We see that both p and q are evaluated without any short-circuiting. I suppose this code doesn’t use short-circuiting as that would add an extra branch instruction increasing the size and complexity of the codebase. This only works as evaluating both operands has no side effect. For completeness sake here’s the CIL generated by LINQPad 4.59.00 demonstrating the extra branch instruction, look familiar?

IL_0005: ldloc.0 // p IL_0006: brfalse.s IL_000B IL_0008: ldloc.1 // q IL_0009: br.s IL_000D IL_000B: ldc.i4.0 IL_000D: stloc.2 // r

Claim: Named parameters are evaluated in the order specified at the calling site (rather than the order on the method signature), from left to right.

Don’t believe me? You get the picture…

Introduced in C# 4, named parameters allow a programmer to specify a parameter name at the call site of a method invocation which in turn allows parameters to be passed to the method in a different order to the method definition.

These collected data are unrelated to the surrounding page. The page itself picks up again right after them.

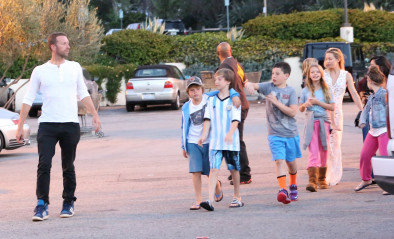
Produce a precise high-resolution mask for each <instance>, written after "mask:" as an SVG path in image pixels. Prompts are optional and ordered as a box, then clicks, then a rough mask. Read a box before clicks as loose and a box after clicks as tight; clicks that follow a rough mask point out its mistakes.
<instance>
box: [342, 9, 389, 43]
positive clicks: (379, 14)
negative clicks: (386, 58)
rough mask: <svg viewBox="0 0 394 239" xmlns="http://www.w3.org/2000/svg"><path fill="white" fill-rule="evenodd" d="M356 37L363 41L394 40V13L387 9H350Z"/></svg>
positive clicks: (353, 25) (350, 14)
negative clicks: (368, 9)
mask: <svg viewBox="0 0 394 239" xmlns="http://www.w3.org/2000/svg"><path fill="white" fill-rule="evenodd" d="M349 22H350V23H351V24H352V26H353V28H354V37H355V38H358V39H360V41H361V42H380V41H381V42H394V14H393V13H389V12H385V11H368V12H363V11H361V10H349Z"/></svg>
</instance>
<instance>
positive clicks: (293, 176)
mask: <svg viewBox="0 0 394 239" xmlns="http://www.w3.org/2000/svg"><path fill="white" fill-rule="evenodd" d="M289 174H290V185H291V184H294V185H297V172H295V174H291V173H289Z"/></svg>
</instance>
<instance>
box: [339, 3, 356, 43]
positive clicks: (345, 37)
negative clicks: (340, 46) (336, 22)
mask: <svg viewBox="0 0 394 239" xmlns="http://www.w3.org/2000/svg"><path fill="white" fill-rule="evenodd" d="M344 4H345V7H344V14H345V22H344V23H343V25H342V27H341V29H340V36H341V38H342V39H344V40H345V41H347V42H353V40H354V38H353V35H354V34H353V27H352V25H351V24H350V23H349V21H348V17H347V0H344Z"/></svg>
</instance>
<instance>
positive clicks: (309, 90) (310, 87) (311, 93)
mask: <svg viewBox="0 0 394 239" xmlns="http://www.w3.org/2000/svg"><path fill="white" fill-rule="evenodd" d="M313 67H317V68H318V69H319V71H320V75H321V77H320V85H321V88H322V90H323V94H324V100H325V102H326V103H329V102H330V100H331V93H330V88H329V87H328V85H327V83H326V81H325V80H324V71H323V68H322V67H321V66H320V65H319V64H311V65H310V66H309V67H308V71H307V76H306V87H308V90H309V91H310V92H311V95H312V96H313V97H315V86H314V85H313V82H312V79H311V69H312V68H313Z"/></svg>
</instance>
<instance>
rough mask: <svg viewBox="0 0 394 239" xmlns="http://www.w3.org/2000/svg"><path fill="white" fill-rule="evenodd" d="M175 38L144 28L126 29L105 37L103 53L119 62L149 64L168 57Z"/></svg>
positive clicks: (144, 64) (156, 62)
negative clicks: (172, 44) (163, 34)
mask: <svg viewBox="0 0 394 239" xmlns="http://www.w3.org/2000/svg"><path fill="white" fill-rule="evenodd" d="M172 41H173V38H172V37H171V36H167V35H160V34H154V33H152V32H148V31H142V30H137V31H135V30H124V31H120V32H116V33H114V34H112V35H110V36H105V37H104V38H103V43H104V45H103V47H102V51H103V53H105V54H107V55H108V56H110V57H112V58H113V59H114V60H115V61H116V62H117V63H121V64H127V63H134V64H136V65H148V64H155V63H158V62H160V61H161V60H162V59H164V58H166V57H167V56H168V54H169V52H170V50H171V49H172Z"/></svg>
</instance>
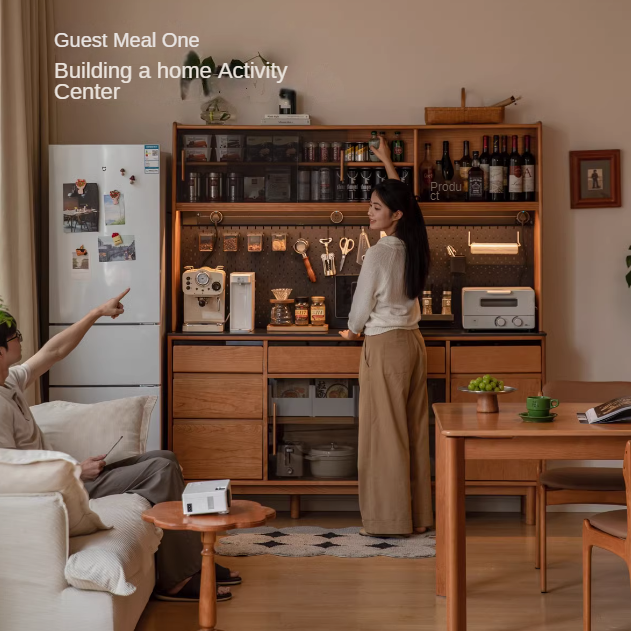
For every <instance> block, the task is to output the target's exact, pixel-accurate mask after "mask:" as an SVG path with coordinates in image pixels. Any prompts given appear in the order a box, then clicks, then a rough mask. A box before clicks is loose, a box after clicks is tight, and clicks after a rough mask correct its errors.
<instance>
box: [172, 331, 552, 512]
mask: <svg viewBox="0 0 631 631" xmlns="http://www.w3.org/2000/svg"><path fill="white" fill-rule="evenodd" d="M423 335H424V337H425V340H426V344H427V358H428V380H429V382H430V383H434V384H438V385H439V386H442V387H443V392H444V399H442V400H445V401H472V395H469V394H467V393H463V392H460V391H458V386H460V385H466V384H468V383H469V381H470V380H471V378H472V377H475V376H479V375H481V374H483V373H484V372H491V373H493V374H494V375H495V376H497V377H499V378H502V379H504V381H505V382H506V383H507V384H509V385H511V386H515V387H516V388H517V389H518V392H516V393H514V394H507V395H504V396H503V397H502V398H501V401H506V402H508V401H523V400H524V399H525V397H527V396H529V395H533V394H537V393H538V392H539V391H540V390H541V386H542V383H543V382H544V381H545V335H542V334H530V335H528V334H526V335H523V334H522V335H510V334H489V335H472V334H463V333H450V332H440V331H424V332H423ZM360 354H361V343H360V342H346V341H344V340H342V339H341V338H340V337H339V335H337V333H336V332H334V331H332V332H330V333H329V334H327V335H323V336H314V335H310V336H299V335H270V334H267V333H266V332H263V331H261V332H260V333H259V332H256V331H255V333H254V334H252V335H233V334H229V333H225V334H217V335H204V334H184V333H172V334H169V336H168V401H169V413H168V447H169V449H172V450H173V451H174V452H175V454H176V455H177V457H178V459H179V461H180V463H181V465H182V467H183V469H184V475H185V477H186V478H187V479H188V480H204V479H221V478H229V479H231V480H232V484H233V492H234V493H235V494H244V495H245V494H247V495H262V494H273V495H290V496H291V497H292V513H293V514H294V516H297V515H298V514H299V498H300V496H301V495H310V494H320V495H323V494H327V495H354V494H356V493H357V481H356V480H348V479H346V480H322V479H315V478H313V477H305V478H302V479H300V478H278V477H277V476H276V475H275V471H274V469H273V466H272V463H273V457H274V454H273V451H274V448H275V446H276V440H275V436H276V435H277V433H278V432H279V427H280V425H279V426H276V423H275V421H276V419H275V418H273V417H272V415H271V412H270V404H269V401H268V396H269V395H268V382H269V380H273V379H278V378H285V379H292V378H300V379H304V378H312V379H318V378H345V379H356V378H357V377H358V371H359V360H360ZM431 390H432V389H431V388H430V391H431ZM439 390H440V388H439ZM439 400H441V399H439V398H434V400H433V401H430V404H431V403H433V402H437V401H439ZM294 421H295V422H298V421H300V422H301V423H305V424H308V425H310V426H319V425H320V424H323V427H324V428H325V429H323V430H322V431H326V424H327V423H330V422H331V419H325V418H321V419H319V418H317V417H316V418H305V419H302V420H300V419H298V420H296V419H294ZM336 422H338V423H344V422H345V423H346V425H347V426H348V428H349V430H350V428H354V431H357V419H356V418H354V417H349V418H348V419H346V420H344V419H336ZM430 434H433V432H431V431H430ZM432 456H433V454H432ZM536 467H537V465H536V462H533V461H521V460H517V461H506V460H502V461H486V460H480V461H471V462H468V463H467V469H466V479H467V492H468V493H469V494H471V495H519V496H522V497H523V498H524V502H523V503H524V510H525V512H526V518H527V520H528V521H529V522H533V523H534V514H535V497H534V493H535V488H536V487H535V484H536V475H537V470H536Z"/></svg>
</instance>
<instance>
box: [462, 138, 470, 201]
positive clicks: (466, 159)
mask: <svg viewBox="0 0 631 631" xmlns="http://www.w3.org/2000/svg"><path fill="white" fill-rule="evenodd" d="M470 168H471V156H470V155H469V141H468V140H464V141H463V150H462V158H460V177H461V178H462V184H463V187H464V189H463V190H464V194H465V197H466V195H467V193H468V192H469V169H470Z"/></svg>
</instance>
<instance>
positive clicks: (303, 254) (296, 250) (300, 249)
mask: <svg viewBox="0 0 631 631" xmlns="http://www.w3.org/2000/svg"><path fill="white" fill-rule="evenodd" d="M308 249H309V241H307V240H306V239H298V240H297V241H296V243H294V250H295V251H296V252H297V253H298V254H300V255H301V256H302V260H303V261H304V263H305V267H306V268H307V275H308V276H309V280H310V281H311V282H312V283H315V282H316V277H315V272H314V271H313V267H311V261H310V260H309V257H308V256H307V250H308Z"/></svg>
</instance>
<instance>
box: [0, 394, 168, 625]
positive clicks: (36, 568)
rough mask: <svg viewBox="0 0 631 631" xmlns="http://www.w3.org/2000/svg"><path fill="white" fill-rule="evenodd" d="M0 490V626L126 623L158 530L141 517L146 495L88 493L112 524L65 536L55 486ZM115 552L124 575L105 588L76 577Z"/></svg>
mask: <svg viewBox="0 0 631 631" xmlns="http://www.w3.org/2000/svg"><path fill="white" fill-rule="evenodd" d="M49 405H52V404H49ZM149 414H150V411H149ZM36 418H37V415H36ZM74 438H75V439H76V436H75V437H74ZM57 441H59V436H57ZM110 446H111V443H110V444H109V445H108V448H109V447H110ZM56 448H57V449H59V447H56ZM105 451H107V449H105V450H104V449H103V447H101V448H100V451H99V450H97V451H96V452H93V453H105ZM142 451H143V452H144V445H142ZM30 453H33V452H30ZM47 453H50V452H47ZM28 466H29V465H27V467H28ZM73 466H74V465H73ZM25 475H28V472H27V473H26V474H25ZM2 493H3V492H2V491H0V631H42V629H46V631H132V630H133V629H134V628H135V626H136V623H137V622H138V619H139V618H140V616H141V614H142V612H143V610H144V608H145V606H146V604H147V602H148V600H149V598H150V596H151V592H152V591H153V587H154V584H155V566H154V553H153V551H154V550H155V549H157V547H158V544H159V541H160V538H161V536H162V532H161V531H160V529H157V528H154V527H153V526H151V525H149V524H146V523H145V522H142V520H141V514H142V512H143V510H145V509H147V508H148V507H149V506H150V504H149V502H147V500H145V499H144V498H142V497H140V496H138V495H132V494H128V495H115V496H111V497H105V498H101V499H97V500H90V502H89V507H90V508H91V509H92V511H94V512H95V513H97V514H98V516H99V517H100V518H101V520H102V522H103V523H104V524H105V525H107V526H113V528H111V529H109V530H98V531H96V532H94V533H92V534H88V535H81V536H73V537H69V528H70V524H69V510H68V509H67V506H66V503H65V502H64V497H63V496H62V494H61V493H60V492H42V493H24V494H7V493H6V488H5V490H4V494H2ZM84 501H85V500H84ZM119 558H122V561H121V563H122V565H124V566H125V567H121V568H120V570H121V571H120V575H121V576H122V577H123V578H121V579H120V580H119V581H118V584H117V585H116V587H115V588H114V589H111V590H110V591H97V589H103V588H102V587H96V588H95V587H94V586H93V584H92V583H91V582H90V580H87V581H83V580H81V578H82V577H81V578H80V579H78V578H77V574H78V573H80V572H81V571H82V572H83V574H84V575H85V574H88V575H90V574H94V575H95V576H96V575H98V574H100V573H101V570H103V569H104V568H103V567H102V566H103V565H104V564H106V565H108V566H109V567H108V568H107V570H108V572H109V573H110V575H111V574H112V567H111V566H112V564H115V563H116V562H117V561H116V559H119ZM112 559H115V560H114V561H112ZM104 560H105V561H104ZM86 568H87V571H86ZM114 576H115V577H116V568H114ZM87 578H88V579H90V576H88V577H87ZM100 578H102V577H100ZM110 582H111V580H110ZM70 583H72V584H73V585H79V586H83V587H84V588H78V587H77V586H74V587H73V586H71V584H70ZM86 587H87V588H86ZM112 591H113V592H118V593H127V594H128V595H114V594H113V593H111V592H112ZM130 592H133V593H130Z"/></svg>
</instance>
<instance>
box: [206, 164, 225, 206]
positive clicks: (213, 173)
mask: <svg viewBox="0 0 631 631" xmlns="http://www.w3.org/2000/svg"><path fill="white" fill-rule="evenodd" d="M205 196H206V199H207V200H208V201H209V202H221V201H223V173H218V172H215V171H213V172H211V173H208V174H207V175H206V190H205Z"/></svg>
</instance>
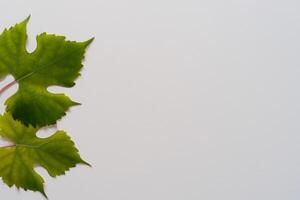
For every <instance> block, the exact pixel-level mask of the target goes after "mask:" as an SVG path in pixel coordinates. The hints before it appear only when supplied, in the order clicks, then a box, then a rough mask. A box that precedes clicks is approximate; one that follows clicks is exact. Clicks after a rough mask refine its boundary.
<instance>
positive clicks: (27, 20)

The very verbose and uncool example I would usually come up with of demonstrating the order evaluation without whipping out the CIL-scope was:

void Main() { Method( p1 : GetParameter(1), p2 : GetParameter(2)); Method( p2 : GetParameter(2), p1 : GetParameter(1)); } static void Method(int p1, int p2) { System.Console.WriteLine($"p1 = {p1}, p2 = {p2}"); } static int GetParameter(int num) { System.Console.WriteLine($"Evaluating {num}"); return num; }

If you got to this line without reading the code above, excellent work – who has time to read tens of lines when one will do? If you did read the above, you can pretty much forget it… At least we can appreciate how much time creating smaller examples and looking at the CIL saves us.

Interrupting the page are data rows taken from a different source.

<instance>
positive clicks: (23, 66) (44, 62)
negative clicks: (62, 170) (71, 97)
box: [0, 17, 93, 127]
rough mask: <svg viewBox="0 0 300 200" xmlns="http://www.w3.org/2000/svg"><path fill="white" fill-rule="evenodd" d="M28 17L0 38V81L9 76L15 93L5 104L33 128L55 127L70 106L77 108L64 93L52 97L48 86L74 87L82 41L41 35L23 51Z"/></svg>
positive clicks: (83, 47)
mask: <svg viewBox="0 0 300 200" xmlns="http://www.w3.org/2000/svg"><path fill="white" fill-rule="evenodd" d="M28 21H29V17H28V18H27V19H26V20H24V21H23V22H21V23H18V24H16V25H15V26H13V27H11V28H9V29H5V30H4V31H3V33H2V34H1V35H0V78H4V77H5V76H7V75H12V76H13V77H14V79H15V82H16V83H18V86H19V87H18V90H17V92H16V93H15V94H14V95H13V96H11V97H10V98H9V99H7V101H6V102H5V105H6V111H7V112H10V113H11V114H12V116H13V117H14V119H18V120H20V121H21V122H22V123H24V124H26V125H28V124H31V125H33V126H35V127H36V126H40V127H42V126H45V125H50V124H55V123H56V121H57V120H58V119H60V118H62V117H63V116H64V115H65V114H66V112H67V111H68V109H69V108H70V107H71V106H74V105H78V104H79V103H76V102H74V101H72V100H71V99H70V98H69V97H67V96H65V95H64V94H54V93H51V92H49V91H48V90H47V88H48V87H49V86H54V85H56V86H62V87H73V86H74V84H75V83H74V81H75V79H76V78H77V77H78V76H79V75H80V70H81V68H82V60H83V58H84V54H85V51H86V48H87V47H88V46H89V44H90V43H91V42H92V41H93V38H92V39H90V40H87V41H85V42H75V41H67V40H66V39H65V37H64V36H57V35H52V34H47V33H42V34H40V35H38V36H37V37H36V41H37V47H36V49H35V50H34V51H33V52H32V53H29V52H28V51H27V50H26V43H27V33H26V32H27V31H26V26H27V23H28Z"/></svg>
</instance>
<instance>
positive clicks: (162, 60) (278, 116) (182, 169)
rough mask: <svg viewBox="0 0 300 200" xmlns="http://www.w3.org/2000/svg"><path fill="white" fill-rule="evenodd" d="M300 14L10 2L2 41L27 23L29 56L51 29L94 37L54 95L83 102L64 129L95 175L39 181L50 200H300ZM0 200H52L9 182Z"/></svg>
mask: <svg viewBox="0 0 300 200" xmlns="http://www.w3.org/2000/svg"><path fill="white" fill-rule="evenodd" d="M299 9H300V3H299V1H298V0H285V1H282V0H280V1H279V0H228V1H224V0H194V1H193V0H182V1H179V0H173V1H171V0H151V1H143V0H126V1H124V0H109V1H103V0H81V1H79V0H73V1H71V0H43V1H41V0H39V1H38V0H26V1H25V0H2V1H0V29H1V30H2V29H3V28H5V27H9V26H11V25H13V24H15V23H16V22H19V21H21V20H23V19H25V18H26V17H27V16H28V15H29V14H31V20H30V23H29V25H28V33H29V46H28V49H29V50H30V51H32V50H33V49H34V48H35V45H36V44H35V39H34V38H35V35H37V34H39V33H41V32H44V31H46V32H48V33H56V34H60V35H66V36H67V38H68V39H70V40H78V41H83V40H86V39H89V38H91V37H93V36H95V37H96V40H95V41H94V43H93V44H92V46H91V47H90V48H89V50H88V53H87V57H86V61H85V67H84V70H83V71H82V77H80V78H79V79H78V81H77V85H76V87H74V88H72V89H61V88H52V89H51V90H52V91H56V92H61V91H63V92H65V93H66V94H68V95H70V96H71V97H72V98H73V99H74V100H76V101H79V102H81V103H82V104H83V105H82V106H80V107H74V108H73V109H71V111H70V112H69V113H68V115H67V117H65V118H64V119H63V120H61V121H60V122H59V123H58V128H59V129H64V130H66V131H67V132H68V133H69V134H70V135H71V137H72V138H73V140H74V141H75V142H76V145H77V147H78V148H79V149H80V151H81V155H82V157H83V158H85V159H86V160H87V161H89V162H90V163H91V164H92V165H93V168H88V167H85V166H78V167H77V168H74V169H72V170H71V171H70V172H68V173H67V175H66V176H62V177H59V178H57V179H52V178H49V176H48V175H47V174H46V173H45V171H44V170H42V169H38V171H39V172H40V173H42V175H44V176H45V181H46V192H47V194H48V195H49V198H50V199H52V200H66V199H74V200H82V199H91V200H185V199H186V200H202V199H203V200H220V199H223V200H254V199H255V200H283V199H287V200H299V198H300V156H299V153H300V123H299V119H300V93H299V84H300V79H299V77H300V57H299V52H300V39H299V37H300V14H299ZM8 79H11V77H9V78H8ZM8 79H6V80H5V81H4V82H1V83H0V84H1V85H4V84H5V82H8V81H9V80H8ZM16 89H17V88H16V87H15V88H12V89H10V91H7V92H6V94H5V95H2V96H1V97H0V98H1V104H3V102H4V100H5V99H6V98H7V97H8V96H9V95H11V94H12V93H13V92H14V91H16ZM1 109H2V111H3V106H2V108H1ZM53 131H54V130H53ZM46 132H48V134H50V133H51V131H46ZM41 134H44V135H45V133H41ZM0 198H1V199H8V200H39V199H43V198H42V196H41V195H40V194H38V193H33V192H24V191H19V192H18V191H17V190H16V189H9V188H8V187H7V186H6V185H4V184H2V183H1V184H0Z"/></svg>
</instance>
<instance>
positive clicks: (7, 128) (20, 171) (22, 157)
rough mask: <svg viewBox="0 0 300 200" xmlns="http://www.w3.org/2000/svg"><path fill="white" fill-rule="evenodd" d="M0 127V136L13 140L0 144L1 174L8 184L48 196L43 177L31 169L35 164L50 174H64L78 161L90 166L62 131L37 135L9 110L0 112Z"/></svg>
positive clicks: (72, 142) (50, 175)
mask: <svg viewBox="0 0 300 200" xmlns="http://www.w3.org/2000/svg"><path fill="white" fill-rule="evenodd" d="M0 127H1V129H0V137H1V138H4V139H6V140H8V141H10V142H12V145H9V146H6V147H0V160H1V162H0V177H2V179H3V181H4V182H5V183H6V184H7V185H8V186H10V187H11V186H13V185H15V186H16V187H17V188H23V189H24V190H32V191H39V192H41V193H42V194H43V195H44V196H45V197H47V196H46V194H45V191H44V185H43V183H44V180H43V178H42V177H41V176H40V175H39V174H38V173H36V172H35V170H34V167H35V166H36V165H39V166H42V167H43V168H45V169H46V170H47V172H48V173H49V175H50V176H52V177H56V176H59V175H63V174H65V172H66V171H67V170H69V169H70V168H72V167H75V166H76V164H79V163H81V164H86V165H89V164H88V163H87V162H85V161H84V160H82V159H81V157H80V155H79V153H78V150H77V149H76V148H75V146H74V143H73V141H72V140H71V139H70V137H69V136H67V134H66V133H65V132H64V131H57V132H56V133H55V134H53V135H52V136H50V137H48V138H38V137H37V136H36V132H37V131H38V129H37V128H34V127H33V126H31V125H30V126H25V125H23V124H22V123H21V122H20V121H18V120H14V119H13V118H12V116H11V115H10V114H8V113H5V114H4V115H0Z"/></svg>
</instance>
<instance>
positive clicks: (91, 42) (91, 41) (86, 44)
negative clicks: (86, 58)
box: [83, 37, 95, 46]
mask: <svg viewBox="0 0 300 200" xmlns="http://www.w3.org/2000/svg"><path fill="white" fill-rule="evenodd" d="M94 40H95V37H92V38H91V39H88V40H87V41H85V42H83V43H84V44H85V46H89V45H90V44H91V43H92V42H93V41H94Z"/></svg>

Parameters are passed to a method on the stack in reverse order, e.g. string.Equals(a, b) will require b on the stack top, and a one below (top of the stack is to the right, remember):

What if we reverse the order of a and b?

We can see at a glance from fig13 below that System.Environment.NewLine is evaluated before System.Environment.UserName, despite the method signature being the opposite.

// call the getter for NewLine leaving the result on the stack top. // this will be parameter b IL_0000: call System.Environment.get_NewLine [“\n”] // store the result into location 0 IL_0005: stloc.0 [] // load parameter a IL_0006: call System.Environment.get_UserName [“Ned”] // load parameter b against, notice a is still on the stack. IL_000B: ldloc.0 [“Ned”, “\n”] // call string.Equals with our two parameters on the stack in order. IL_000C: call System.String.Equals [false]

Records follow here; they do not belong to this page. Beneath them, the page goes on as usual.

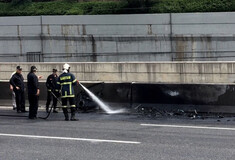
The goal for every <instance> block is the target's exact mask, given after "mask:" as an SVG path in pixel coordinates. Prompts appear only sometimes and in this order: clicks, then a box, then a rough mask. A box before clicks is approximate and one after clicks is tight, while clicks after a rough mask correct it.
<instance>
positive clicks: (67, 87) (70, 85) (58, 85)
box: [57, 63, 78, 121]
mask: <svg viewBox="0 0 235 160" xmlns="http://www.w3.org/2000/svg"><path fill="white" fill-rule="evenodd" d="M69 70H70V66H69V64H67V63H66V64H64V65H63V73H62V74H61V75H60V76H59V78H58V81H57V84H58V87H59V89H60V90H61V101H62V106H63V113H64V116H65V120H66V121H68V120H69V115H68V106H67V102H68V101H69V104H70V107H71V118H70V120H71V121H76V120H77V119H76V118H75V112H76V106H75V93H74V86H75V85H77V83H78V81H77V79H76V78H75V76H74V75H73V74H72V73H70V72H69Z"/></svg>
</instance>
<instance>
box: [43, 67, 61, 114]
mask: <svg viewBox="0 0 235 160" xmlns="http://www.w3.org/2000/svg"><path fill="white" fill-rule="evenodd" d="M52 72H53V73H52V74H51V75H49V76H48V77H47V81H46V87H47V103H46V111H47V113H48V112H49V105H50V103H51V100H52V99H53V113H58V112H57V110H56V106H57V98H56V97H58V95H59V92H58V89H57V80H58V75H57V69H53V71H52ZM52 92H53V94H54V95H55V96H56V97H55V96H53V94H52Z"/></svg>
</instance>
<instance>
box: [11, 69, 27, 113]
mask: <svg viewBox="0 0 235 160" xmlns="http://www.w3.org/2000/svg"><path fill="white" fill-rule="evenodd" d="M10 84H11V85H12V86H13V90H14V92H15V95H16V97H15V98H16V106H17V112H20V111H21V112H25V96H24V78H23V76H22V75H21V74H19V73H15V74H14V75H12V77H11V79H10ZM16 87H19V89H16Z"/></svg>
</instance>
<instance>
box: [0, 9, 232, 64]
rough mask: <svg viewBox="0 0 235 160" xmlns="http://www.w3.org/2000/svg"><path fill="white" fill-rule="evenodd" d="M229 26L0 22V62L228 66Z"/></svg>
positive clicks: (23, 19)
mask: <svg viewBox="0 0 235 160" xmlns="http://www.w3.org/2000/svg"><path fill="white" fill-rule="evenodd" d="M234 20H235V13H232V12H230V13H229V12H228V13H185V14H141V15H139V14H138V15H92V16H91V15H84V16H35V17H0V56H1V58H0V61H2V62H5V61H9V62H13V61H21V62H27V61H44V62H64V61H70V62H123V61H172V60H173V61H181V60H184V61H185V60H190V61H191V60H193V61H230V60H235V56H234V55H235V54H234V51H235V47H234V45H233V44H234V40H235V39H234V31H235V29H234V28H235V27H234V25H235V24H234ZM35 54H36V55H35Z"/></svg>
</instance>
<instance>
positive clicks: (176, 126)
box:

Notice how when Equals is called both stacks are identical, but some extra gunk is needed in the second example to get the stack into the correct state. The compiler can’t guarantee that the get_NewLine method has no side-effects, so is forced to evaluate parameter b before a, giving us two extra instructions - stloc and ldloc.

The stloc is included (conceptually) to temporarily store the result of get_NewLine, since it needs to be evaluated first but pushed onto the stack as Equals’ second parameter, b. The ldloc instruction resurrects our get_NewLine result and pushes it back onto the stack as the second string.Equals parameter.

So, there you have it, next time your friend asks you how named parameters are evaluated you can do better than just telling them and in about as much time. Your most perceptive friend might then inquire…

“It seems to me that there’s some overhead here at the CIL level of passing parameters to methods out of order due to our extra copy instructions, so you should avoid supplying parameters out of order... right?”

That was certainly my first thought, but from reading around online I couldn’t find much conclusive evidence either way. This extra copy does sound like the kind of thing that can be optimized out when a machine is free to use registers rather than a stack to pass parameters.

In summary, I think its well worth getting to grips with basic CIL when you’re showing someone the ropes - you can keep the code examples concise and hopefully provide a deeper level of undrstanding. This brings back a memory from years ago when I was watching a lecuture from Stanford, introducing programming with Java – the prof made a comment along the lines of “Java gets translated into Java bytecode which not a lot of people in the world can read, and those people are weird”. Anyone fancy getting weird with me?